– Какую руку он потерял?
– Правую, – ответила Лили. – Знаешь, в Уолтер-Риде ему помогли адаптироваться. Он может водить машину, но не хочет. По какой-то причине не желает садиться за руль.
Они свернули на шоссе 9W и затем на проселочную дорогу, сделав крутой вираж, чтобы попасть в вытянутую долину. Фары высветили коров, щиплющих траву, и длинный участок колючей проволоки, укрепленной на стойках из обрубленных кипарисов. Лили вела машину на запад, к перекрестку дорог, и затормозила у темного дома. Дядин дом представлял собой двухэтажную постройку белого цвета, сооруженную в 1890 году прадедом Квина, суровым фермером, застрелившим человека ради обладания ручьем.
– Мне нравился твой дядя.
– Он понимал, что ты слишком хороша для этого места.
– Квин, он не убивал себя.
– Черт возьми! – воскликнул Квин. – Ты полагаешь, что надо сомневаться каждый раз, когда кто-то сует себе в рот ствол пистолета? Какова официальная версия? «Он чистил оружие»? Я знал парня, в сущности подростка, который не раз попадал в детскую колонию и, очевидно, не поддавался исправлению. Он покончил с собой в кабинке туалета. Много людей чистят оружие, сидя в сортире? Не надо щадить мои чувства. Я не религиозен и не верю, что он будет гореть в аду.
– Ты помолчишь, чтобы я могла объяснить?
Квин кивнул.
– Джонни Стэг нашел тело, – сказала она. – Тебе известно, что он входит сейчас в группу расследования?
Квин продолжал молчать. Джонни Стэг являл собой живой пример выходца из социальных низов. Он пробился наверх из провинциальной глуши. Этот тип, которому сейчас за пятьдесят, а то и все шестьдесят, начал с того, что использовал в своих целях заброшенный дом престарелых, заставив стариков в обмен за свое покровительство отписать ему их фамильные земли. Говорят, Стэг таким образом обратил себе на пользу пол-округа, действуя с весьма респектабельным видом крайне беззастенчиво.

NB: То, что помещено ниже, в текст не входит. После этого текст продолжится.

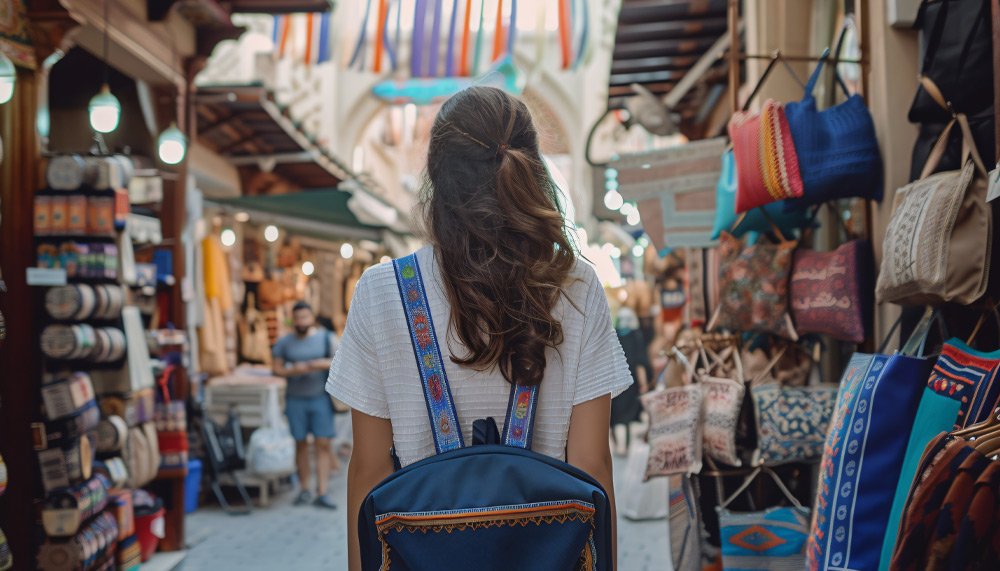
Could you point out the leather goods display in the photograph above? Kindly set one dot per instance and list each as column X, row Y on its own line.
column 773, row 539
column 69, row 428
column 255, row 346
column 766, row 163
column 753, row 287
column 67, row 396
column 863, row 455
column 792, row 422
column 837, row 151
column 92, row 547
column 722, row 402
column 959, row 383
column 65, row 511
column 80, row 302
column 123, row 508
column 938, row 242
column 756, row 220
column 64, row 466
column 831, row 292
column 556, row 515
column 112, row 433
column 83, row 342
column 674, row 436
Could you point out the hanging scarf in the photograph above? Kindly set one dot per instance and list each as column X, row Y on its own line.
column 359, row 46
column 449, row 64
column 435, row 51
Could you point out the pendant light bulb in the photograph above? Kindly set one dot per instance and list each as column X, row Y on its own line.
column 8, row 76
column 105, row 110
column 172, row 145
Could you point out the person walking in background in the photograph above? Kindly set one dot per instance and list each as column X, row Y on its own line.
column 303, row 357
column 626, row 408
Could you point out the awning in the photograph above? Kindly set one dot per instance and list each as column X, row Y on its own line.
column 245, row 125
column 318, row 213
column 279, row 6
column 657, row 43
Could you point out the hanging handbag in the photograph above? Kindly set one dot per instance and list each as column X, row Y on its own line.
column 756, row 220
column 766, row 163
column 792, row 422
column 938, row 243
column 674, row 435
column 639, row 499
column 831, row 292
column 863, row 455
column 722, row 397
column 686, row 527
column 837, row 151
column 753, row 287
column 773, row 539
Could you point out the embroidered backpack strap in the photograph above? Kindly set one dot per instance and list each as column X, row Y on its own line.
column 437, row 394
column 520, row 422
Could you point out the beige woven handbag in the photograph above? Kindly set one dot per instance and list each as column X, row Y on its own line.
column 937, row 245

– Он назначил домашние похороны, чтобы заполучить тело, – пояснила Лили.
– Что еще ты смогла сделать?
– Я видела твоего дядю мертвым. Место преступления превратилось в сплошной бардак, все было затоптано. Должно быть, пригласили представителей властей штата.
– Какое это имеет значение?
– Пока мы не знаем, – ответила она. – Уэсли назвал это несчастным случаем и сказал, что дальнейшие вопросы лишь повредят репутации Хэмпа.
– Возможно, он прав.
– Я выяснила, что кольт 44-го калибра не обнаружили, а точка входа пули для слепого не имеет значения.
– Ты настоящий друг, – поблагодарил Квин. – Но ведь мой дядя не был похож на Иисуса Христа.
– Разве я это говорила?
Лили вылезла из «чероки». Она выглядела высокой и спортивной в голубых джинсах и гладкой коричневой форменной куртке. Поднялась по ступенькам дома и поманила рукой Квина. Открыла входную дверь и разорвала ленту, огораживавшую место преступления.
– Я вернусь сюда завтра, – сказал Квин, не вполне уверенный в том, что хочет видеть кухню, где умер старик. Он знал, что в человеке много крови, а кровь не просто масляное пятно на поверхности земли и обязательно должны остаться следы.
– Пользуйся, – сказала Лили, держа на ладони ключ. – Теперь это твое.
– Заедешь еще?
– Все, что у него было, он оставил тебе. Мама не сказала тебе об этом?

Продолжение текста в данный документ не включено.